Opinie

Examenvraag: analyseer casus SNS en KPMG (deel II: 11 vraagpunten)

Diverse partijen hebben zich de laatste tijd positief uitgelaten over de rol van accountant KPMG inzake SNS. Ik hoop terecht. Dat zou een mooie opsteker zijn voor het accountantsberoep. Die partijen baseren zich dan vooral op een brief van 29 november 2012 van de accountant aan het bestuur van SNS Reaal.

Dan zit SNS al in de terminale fase.

In de brief kondigt de accountant vroegtijdig aan dat de toentertijd bestaande materiële onzekerheid over het vermogen van SNS Bank om aan de kapitaaleisen te voldoen resulteert in 'gerede twijfel' over de continuïteit.
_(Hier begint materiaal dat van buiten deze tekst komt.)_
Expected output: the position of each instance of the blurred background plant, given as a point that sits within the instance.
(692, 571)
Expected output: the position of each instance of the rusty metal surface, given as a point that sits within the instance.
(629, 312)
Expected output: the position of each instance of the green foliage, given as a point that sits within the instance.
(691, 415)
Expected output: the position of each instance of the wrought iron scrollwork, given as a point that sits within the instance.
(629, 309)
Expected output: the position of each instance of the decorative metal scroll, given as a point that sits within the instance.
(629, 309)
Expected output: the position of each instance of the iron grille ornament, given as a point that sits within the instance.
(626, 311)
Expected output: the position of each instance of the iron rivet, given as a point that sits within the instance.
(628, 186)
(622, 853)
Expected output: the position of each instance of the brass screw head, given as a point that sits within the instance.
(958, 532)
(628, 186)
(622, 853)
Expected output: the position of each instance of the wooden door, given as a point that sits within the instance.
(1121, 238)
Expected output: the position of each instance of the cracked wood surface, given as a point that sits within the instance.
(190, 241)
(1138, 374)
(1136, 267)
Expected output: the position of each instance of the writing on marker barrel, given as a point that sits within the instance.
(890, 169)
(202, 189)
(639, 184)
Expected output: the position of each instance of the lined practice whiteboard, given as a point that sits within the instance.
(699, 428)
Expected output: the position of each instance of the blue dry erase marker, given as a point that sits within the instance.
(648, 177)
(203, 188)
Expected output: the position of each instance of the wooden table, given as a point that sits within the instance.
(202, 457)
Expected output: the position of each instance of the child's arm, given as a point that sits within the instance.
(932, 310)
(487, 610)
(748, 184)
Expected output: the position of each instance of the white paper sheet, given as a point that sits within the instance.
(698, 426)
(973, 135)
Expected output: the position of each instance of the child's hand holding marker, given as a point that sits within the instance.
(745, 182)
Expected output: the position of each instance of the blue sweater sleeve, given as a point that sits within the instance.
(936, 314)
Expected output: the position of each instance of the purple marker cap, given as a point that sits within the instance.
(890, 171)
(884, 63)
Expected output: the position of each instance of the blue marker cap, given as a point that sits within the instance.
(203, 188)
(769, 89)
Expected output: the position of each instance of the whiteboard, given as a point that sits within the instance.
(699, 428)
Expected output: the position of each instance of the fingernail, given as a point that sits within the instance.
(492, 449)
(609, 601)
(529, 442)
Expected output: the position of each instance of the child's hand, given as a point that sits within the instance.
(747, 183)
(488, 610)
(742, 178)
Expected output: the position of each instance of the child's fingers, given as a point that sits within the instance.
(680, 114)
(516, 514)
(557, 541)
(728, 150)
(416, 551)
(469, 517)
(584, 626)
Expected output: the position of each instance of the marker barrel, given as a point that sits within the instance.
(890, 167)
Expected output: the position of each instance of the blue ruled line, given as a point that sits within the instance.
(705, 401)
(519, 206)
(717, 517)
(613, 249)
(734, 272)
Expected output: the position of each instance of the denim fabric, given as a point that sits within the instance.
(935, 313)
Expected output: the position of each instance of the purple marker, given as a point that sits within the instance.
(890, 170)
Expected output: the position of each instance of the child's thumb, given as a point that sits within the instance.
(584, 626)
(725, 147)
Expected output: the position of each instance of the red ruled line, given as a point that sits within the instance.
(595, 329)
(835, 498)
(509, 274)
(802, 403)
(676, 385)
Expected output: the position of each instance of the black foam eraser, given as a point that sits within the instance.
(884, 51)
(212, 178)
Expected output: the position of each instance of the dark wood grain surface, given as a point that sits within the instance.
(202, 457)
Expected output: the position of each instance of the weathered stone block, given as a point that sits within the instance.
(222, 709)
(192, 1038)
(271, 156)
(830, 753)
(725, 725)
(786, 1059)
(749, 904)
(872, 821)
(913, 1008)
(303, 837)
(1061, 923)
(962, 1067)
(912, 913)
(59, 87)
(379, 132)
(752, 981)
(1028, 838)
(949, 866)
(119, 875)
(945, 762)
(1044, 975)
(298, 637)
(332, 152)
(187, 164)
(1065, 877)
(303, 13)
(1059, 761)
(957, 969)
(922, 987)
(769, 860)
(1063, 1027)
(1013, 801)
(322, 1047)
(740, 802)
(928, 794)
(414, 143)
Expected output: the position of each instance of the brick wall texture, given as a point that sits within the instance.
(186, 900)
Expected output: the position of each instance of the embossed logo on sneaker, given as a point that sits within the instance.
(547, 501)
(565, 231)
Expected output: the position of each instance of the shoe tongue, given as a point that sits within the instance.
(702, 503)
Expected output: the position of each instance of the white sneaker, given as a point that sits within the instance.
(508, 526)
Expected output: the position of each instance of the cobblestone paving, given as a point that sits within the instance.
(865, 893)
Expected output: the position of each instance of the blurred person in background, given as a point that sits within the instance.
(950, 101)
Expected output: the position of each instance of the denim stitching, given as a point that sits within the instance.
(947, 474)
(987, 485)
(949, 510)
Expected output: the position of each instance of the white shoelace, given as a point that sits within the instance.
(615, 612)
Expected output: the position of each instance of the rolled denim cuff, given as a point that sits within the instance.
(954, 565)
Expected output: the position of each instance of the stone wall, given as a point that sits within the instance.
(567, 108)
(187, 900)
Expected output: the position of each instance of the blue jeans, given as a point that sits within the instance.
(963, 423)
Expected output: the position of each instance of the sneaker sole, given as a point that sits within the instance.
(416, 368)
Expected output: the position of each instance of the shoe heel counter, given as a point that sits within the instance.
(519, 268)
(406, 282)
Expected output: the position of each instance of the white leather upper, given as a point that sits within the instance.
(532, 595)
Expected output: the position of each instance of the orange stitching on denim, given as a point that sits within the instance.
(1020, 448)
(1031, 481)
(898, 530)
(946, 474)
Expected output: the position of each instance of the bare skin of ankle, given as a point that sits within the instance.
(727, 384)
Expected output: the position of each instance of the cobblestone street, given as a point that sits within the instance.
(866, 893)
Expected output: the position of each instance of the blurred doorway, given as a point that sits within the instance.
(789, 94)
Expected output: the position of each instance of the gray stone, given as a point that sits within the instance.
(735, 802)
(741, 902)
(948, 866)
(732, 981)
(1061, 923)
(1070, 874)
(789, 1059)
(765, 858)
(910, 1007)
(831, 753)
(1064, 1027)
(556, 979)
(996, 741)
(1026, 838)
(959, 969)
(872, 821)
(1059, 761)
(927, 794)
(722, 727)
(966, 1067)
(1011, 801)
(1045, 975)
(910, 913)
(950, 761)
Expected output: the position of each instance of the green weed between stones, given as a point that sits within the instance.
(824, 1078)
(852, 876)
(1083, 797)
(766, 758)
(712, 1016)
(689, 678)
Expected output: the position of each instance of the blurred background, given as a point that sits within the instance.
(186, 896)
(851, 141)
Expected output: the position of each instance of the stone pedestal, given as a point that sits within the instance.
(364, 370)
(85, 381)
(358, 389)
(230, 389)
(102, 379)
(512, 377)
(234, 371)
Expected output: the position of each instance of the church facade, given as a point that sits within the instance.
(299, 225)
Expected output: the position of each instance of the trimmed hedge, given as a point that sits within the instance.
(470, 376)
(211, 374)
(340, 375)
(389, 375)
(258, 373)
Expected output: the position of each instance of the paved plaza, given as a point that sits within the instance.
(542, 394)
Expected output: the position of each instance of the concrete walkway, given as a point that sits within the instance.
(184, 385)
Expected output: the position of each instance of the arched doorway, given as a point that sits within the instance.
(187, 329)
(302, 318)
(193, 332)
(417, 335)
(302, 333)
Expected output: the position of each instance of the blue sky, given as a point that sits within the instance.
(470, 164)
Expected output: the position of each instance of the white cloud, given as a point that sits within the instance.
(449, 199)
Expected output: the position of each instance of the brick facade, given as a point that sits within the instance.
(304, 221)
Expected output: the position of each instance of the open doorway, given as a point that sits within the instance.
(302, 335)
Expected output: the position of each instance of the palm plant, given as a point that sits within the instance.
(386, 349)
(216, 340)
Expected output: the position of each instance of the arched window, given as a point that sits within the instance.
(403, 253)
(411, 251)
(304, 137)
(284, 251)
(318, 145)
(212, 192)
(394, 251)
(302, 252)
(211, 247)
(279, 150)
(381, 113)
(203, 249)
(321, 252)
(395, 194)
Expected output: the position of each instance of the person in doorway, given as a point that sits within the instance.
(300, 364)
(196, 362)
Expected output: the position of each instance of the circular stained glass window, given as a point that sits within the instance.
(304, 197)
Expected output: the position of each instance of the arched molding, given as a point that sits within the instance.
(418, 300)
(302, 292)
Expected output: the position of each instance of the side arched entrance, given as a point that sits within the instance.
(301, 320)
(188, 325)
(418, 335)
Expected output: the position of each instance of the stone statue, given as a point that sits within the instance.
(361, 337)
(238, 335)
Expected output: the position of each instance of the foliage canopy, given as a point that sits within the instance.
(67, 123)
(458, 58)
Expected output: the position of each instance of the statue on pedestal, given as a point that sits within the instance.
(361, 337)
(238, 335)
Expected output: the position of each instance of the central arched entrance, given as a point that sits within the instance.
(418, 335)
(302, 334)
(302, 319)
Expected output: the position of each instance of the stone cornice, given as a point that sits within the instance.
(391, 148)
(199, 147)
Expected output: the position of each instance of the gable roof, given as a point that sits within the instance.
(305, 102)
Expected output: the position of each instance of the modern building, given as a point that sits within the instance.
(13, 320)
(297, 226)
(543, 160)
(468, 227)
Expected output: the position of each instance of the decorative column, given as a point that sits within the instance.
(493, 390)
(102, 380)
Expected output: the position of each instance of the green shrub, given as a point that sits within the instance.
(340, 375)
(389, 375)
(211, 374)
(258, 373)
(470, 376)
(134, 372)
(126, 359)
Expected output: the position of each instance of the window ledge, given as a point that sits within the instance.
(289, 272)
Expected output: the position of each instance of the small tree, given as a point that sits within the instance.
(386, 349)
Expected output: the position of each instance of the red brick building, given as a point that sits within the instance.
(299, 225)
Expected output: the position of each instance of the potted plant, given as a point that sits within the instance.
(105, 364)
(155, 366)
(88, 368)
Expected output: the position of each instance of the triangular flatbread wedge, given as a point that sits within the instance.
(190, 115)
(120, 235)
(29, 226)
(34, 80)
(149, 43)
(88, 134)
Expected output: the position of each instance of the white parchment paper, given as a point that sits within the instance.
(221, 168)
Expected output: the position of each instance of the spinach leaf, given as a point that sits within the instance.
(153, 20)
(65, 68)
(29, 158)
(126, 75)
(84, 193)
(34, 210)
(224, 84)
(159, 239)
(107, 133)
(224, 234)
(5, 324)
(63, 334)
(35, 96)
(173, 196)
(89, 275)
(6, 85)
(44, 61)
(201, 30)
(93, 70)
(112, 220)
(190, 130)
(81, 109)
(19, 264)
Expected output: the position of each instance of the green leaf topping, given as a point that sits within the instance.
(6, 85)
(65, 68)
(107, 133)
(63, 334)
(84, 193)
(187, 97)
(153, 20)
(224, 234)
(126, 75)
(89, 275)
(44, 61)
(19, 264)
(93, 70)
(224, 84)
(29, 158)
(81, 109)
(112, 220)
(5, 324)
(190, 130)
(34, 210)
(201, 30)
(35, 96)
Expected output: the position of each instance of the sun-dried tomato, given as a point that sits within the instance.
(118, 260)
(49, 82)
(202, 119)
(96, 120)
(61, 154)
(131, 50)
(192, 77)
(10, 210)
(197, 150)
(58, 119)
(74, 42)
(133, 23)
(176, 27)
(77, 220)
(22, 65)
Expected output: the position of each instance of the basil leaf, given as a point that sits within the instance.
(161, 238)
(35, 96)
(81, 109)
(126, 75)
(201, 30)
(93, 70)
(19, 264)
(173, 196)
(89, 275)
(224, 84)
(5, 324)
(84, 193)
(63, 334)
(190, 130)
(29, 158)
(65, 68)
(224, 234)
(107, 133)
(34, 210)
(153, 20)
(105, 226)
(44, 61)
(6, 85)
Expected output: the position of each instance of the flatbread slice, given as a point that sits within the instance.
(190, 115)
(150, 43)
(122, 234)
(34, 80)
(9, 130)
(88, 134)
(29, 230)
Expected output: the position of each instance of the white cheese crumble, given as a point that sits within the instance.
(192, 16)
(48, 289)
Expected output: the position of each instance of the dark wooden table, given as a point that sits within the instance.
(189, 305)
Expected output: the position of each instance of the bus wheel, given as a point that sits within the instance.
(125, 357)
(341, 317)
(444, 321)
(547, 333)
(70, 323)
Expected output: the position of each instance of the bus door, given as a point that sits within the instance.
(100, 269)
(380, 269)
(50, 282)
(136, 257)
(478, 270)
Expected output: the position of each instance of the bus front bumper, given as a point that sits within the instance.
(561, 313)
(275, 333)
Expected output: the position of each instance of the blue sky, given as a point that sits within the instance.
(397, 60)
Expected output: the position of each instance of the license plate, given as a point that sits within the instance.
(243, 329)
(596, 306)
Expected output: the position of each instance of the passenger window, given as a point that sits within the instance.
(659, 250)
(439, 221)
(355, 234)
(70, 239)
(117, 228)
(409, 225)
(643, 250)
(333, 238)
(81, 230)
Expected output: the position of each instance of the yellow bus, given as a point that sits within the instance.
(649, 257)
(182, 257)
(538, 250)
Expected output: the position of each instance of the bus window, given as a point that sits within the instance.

Hetgeen kan leiden tot waarderingen op basis van liquidatiewaarde.

De accountant krijgt van diverse partijen een pluim voor die vroege aankondiging. Hetgeen mij heeft bevreemd. De brief maakt namelijk duidelijk dat de accountant niets meer doet dan het overnemen van een oordeel van DNB, een oordeel dat bovendien is bevestigd door de Raad van Bestuur van SNS. Als hier al een pluim moet worden uitgedeeld, dan is die voor DNB.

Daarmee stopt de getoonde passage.